Important Dates coming up

  1. March 1, 2013: Automatic spending cuts (aka sequestration) loom.  The threat of automatic cuts of $1.2 trillion over 10 years (roughly $984 billion after interest costs are saved or, $109 billion in annual savings from defense and discretionary spending) was supposed to drive lawmakers to make the hard choices for a compromise – especially since they are holding their pay hostage to a timely agreement!  However, as of this writing it appears as though each party wants blunt cuts across the board – which is what sequestration does – as a cudgel to assign blame to the opposition.  While the stakes are high in terms of ideology and the size of government, the agreed $1.2 trillion in cuts over 10 years is relatively small potatoes. A curtailment of $1.2 trillion is not enough to credibly stabilize debt growth or the critical debt to GDP ratio.  According to the Congressional Budget office, the debt to GDP ratio will rise to roughly 77% by 2023 if lawmakers cannot come up with a combination of more spending cuts and revenue raisers. [See latest CBO report][1]  Why is the rise of debt worrisome?  Because levels of debt at 90% or higher are associated with a reduction of economic growth by around 1%.[2]
  2. March 22, 2013:  Government financing has relied on a continuing resolution for the past 3 years instead of an actual annual budget.  Look for budget hawks in the House to drive spending cuts in exchange for spending authorization.
  3. May 19, 2013:  The 3-month debt ceiling agreement expires.  While the Treasury can always resort to “extraordinary measures” to keep government running for 5-6 months, we may be facing a déjà vu of the volatility witnessed last December.

Good news or bad news? 

With each party spoiling for a showdown, staying positive seems an act of bravery.  But the contrarian in me believes that bad news may be good.   According to Pew research,  “reducing the budget deficit” is now ranked #3 in terms of priorities by 72% of Americans (up from 53% in January 2009.) [3] And while the annual deficit has narrowed to 5.3% of gdp (or $845 billion)[4], excess borrowing is still adding to our accumulated $16.5 trillion debt. [Go to usdebtclock.org to see a real time running tally of all American debt.]  Assuming that politicians operate according to their reelection prospects, greater consciousness by the electorate could and should persuade lawmakers to forge a working agreement with the president in order to avoid visiting their districts empty handed.
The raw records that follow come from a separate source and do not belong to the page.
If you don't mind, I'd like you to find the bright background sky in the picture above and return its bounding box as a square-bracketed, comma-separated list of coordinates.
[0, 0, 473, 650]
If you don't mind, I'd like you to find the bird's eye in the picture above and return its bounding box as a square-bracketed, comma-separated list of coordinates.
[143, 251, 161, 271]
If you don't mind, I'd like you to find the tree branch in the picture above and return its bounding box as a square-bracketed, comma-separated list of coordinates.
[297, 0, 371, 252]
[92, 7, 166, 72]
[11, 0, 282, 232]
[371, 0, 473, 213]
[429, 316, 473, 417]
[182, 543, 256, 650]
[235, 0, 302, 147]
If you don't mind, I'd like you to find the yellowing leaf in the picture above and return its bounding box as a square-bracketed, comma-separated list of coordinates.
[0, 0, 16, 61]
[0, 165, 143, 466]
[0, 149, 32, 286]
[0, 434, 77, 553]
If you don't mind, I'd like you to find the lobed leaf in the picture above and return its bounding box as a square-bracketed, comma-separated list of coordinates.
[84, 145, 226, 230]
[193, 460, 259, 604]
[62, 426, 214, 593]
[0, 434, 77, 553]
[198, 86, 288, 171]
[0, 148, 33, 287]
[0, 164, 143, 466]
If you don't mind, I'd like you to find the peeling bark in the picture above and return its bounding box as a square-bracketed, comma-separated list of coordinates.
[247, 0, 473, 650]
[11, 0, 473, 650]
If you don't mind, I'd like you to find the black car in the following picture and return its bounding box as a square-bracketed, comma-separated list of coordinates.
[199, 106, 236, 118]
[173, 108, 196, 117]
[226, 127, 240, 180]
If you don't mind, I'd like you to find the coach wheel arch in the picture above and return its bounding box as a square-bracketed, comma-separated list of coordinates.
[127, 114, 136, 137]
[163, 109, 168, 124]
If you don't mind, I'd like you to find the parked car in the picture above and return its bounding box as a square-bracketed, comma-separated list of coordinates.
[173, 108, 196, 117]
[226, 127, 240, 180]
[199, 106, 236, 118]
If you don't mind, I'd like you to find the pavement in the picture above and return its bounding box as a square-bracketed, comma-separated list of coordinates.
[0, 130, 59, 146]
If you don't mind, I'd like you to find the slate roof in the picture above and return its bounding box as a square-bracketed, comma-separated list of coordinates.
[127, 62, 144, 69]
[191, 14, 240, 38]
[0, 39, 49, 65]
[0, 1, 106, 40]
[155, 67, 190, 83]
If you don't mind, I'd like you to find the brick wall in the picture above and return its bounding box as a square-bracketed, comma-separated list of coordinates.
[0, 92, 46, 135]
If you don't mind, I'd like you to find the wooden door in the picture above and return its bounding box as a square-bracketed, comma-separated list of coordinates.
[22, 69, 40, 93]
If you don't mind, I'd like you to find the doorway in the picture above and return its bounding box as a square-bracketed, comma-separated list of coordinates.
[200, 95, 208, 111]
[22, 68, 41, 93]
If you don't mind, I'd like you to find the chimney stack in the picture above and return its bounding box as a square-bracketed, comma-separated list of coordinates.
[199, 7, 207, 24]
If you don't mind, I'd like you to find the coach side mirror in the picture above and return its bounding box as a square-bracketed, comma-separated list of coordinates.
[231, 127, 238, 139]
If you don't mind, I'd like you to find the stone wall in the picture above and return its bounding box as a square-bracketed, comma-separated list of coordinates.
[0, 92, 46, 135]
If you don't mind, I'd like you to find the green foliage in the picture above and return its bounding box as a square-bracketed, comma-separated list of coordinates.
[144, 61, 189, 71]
Things for you to consider when investing money

  • While volatility may be an unpleasant feature of financial markets, investing regular dollar amounts periodically over a designated time frame (called dollar cost averaging) may mitigate your anxiety.
  • If your timeframe is a long one, considering your strategic asset allocation should be your best guide.
  • And remember, volatility can also bring the opportunity of lower prices and cheaper entry point into the market. If you keep an eye on valuations, volatility feels less threatening to overall portfolio worth.

[1] See “Macroeconomic Effects of Alternative Budgetary Paths” published February 5, 2013

[2] See Carmen Reinhart and Kenneth Rogoff’s study of forty four countries summarized in “Too much debt means the economy can’t grow”

[4] See “The budget and economic outlook: Fiscal years 2013-2023” for more details on government debt.